Reprogramming Hematopoietic Cells Into Type 1 Dendritic Cells
Dendritic cells (DCs) are professional antigen-presenting cells able to induce potent and long-lasting adaptive immune responses. Within the DC family, type 1 conventional dendritic cells (cDC1s) excel on the ability to cross-present exogenous antigens to cytotoxic T cells, a critical step for inducing antitumor immunity. However, cDC1s are rare in peripheral blood and in vitro differentiation of monocytes, CD34+ progenitors or induced pluripotent stem cells results in the generation of heterogenous DC populations with poor antigen presentation capacity and limited ability to migrate to lymph nodes. Our group has recently identified the transcription factors PU.1, IRF8 and BATF3 (PIB) as sufficient to reprogram mouse and human fibroblasts into functional cDC1-like cells. However, fibroblasts are not readily available in
sufficient numbers, in contrast to monocytes that are easily accessible in peripheral blood at high numbers.

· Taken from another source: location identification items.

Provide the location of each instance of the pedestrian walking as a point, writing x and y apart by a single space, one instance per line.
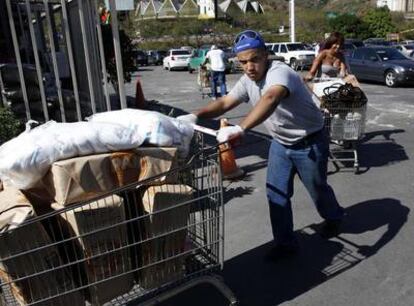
299 145
330 62
216 57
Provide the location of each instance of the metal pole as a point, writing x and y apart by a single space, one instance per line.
118 57
37 61
18 59
54 59
70 56
102 55
292 21
24 35
3 97
87 60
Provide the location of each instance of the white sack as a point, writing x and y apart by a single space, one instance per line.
25 159
158 129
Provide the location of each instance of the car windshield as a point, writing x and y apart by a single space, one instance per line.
358 44
296 47
347 46
180 52
390 54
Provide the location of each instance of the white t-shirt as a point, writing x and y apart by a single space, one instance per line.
296 116
216 58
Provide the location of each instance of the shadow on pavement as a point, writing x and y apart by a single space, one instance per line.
265 284
379 149
259 283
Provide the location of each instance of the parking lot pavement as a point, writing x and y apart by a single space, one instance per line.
370 263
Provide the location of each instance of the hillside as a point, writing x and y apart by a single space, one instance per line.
342 6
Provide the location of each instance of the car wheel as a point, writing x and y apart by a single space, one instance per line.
390 78
294 64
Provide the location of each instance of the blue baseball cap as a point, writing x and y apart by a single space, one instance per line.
248 39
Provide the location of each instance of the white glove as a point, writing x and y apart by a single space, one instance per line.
191 118
229 132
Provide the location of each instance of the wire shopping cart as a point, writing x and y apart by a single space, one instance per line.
203 81
138 245
344 108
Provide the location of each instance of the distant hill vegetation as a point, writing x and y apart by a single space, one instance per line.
341 6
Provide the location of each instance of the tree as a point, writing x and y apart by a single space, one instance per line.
379 22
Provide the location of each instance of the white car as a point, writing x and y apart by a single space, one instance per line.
295 54
176 59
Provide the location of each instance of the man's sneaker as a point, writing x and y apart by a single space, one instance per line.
330 229
279 252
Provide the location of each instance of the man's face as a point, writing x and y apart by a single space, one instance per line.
254 63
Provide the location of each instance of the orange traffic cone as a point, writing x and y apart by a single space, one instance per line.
140 102
229 167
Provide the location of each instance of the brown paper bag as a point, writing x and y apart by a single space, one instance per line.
90 218
158 227
83 178
15 239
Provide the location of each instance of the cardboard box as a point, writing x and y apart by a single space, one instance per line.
83 178
15 239
99 247
164 244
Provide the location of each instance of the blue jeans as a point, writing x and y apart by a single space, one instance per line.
309 160
218 78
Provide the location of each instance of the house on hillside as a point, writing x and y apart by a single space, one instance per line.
202 9
405 6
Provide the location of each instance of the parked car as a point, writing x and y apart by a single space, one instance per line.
348 48
381 64
295 54
355 42
176 59
140 58
405 49
156 57
197 58
376 42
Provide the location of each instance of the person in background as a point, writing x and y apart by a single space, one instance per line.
299 145
216 57
330 61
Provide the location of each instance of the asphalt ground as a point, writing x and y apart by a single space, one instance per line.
370 263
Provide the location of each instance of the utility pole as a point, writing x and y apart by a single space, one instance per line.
292 20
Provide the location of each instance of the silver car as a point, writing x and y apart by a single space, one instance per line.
381 64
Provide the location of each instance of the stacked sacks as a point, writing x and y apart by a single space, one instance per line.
91 235
27 259
166 212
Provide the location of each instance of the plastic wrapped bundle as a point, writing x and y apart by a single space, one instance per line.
158 129
25 159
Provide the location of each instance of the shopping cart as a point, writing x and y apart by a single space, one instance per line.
344 108
203 81
136 245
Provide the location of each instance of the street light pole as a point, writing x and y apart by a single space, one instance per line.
292 20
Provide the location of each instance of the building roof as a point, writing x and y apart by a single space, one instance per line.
168 9
189 9
246 6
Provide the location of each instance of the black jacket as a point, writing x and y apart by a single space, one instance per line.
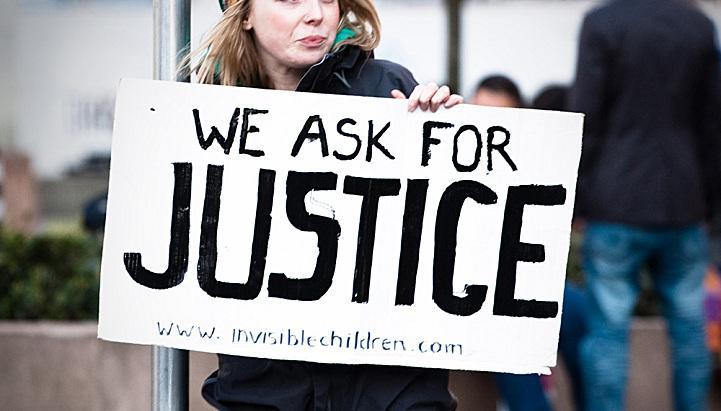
353 72
262 384
649 81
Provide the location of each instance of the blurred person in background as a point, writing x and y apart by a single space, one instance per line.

Here, we investigated cDC1 reprogramming in THP-1 monocytic cell line and explored multiple viral and non-viral delivery systems to achieve efficient gene delivery to primary monocytes. We showed that overexpression of PIB mediated by lentiviral vectors allowed cDC1 reprogramming of THP-1 cells at high efficiency. Reprogrammed THP-1 cells expressed the cDC1 surface markers CLEC9A and CD141, and the co-stimulatory molecules CD40 and CD80. Interestingly, high levels of CLEC9A expression were detected as early as 3 days after transduction, suggesting that reprogramming progresses with fast kinetics in monocytic cells. We observed that toll-like receptor stimulation in reprogrammed THP-1 cells induced upregulation of co-stimulatory molecules and increased secretion of inflammatory cytokines. Interestingly, cDC1 reprogramming was associated with reduced tumorigenicity of THP-1 cells. Lastly, we tested different viral and non-viral delivery systems to further optimize the transduction of primary monocytes and peripheral blood mononuclear cells and observed that AAV vectors and mRNA allowed higher transgene delivery to primary monocytes when compared to lentiviral vectors.
This work demonstrates that overexpression of PIB in human monocytic cells allows efficient and fast reprogramming to cDC1-like cells and gives insights into alternative viral and non-viral systems allowing transgene delivery to primary monocytes and other hematopoietic cells. Ultimately, this study will open the opportunity to develop efficient cDC1-based vaccines for cancer immunotherapy.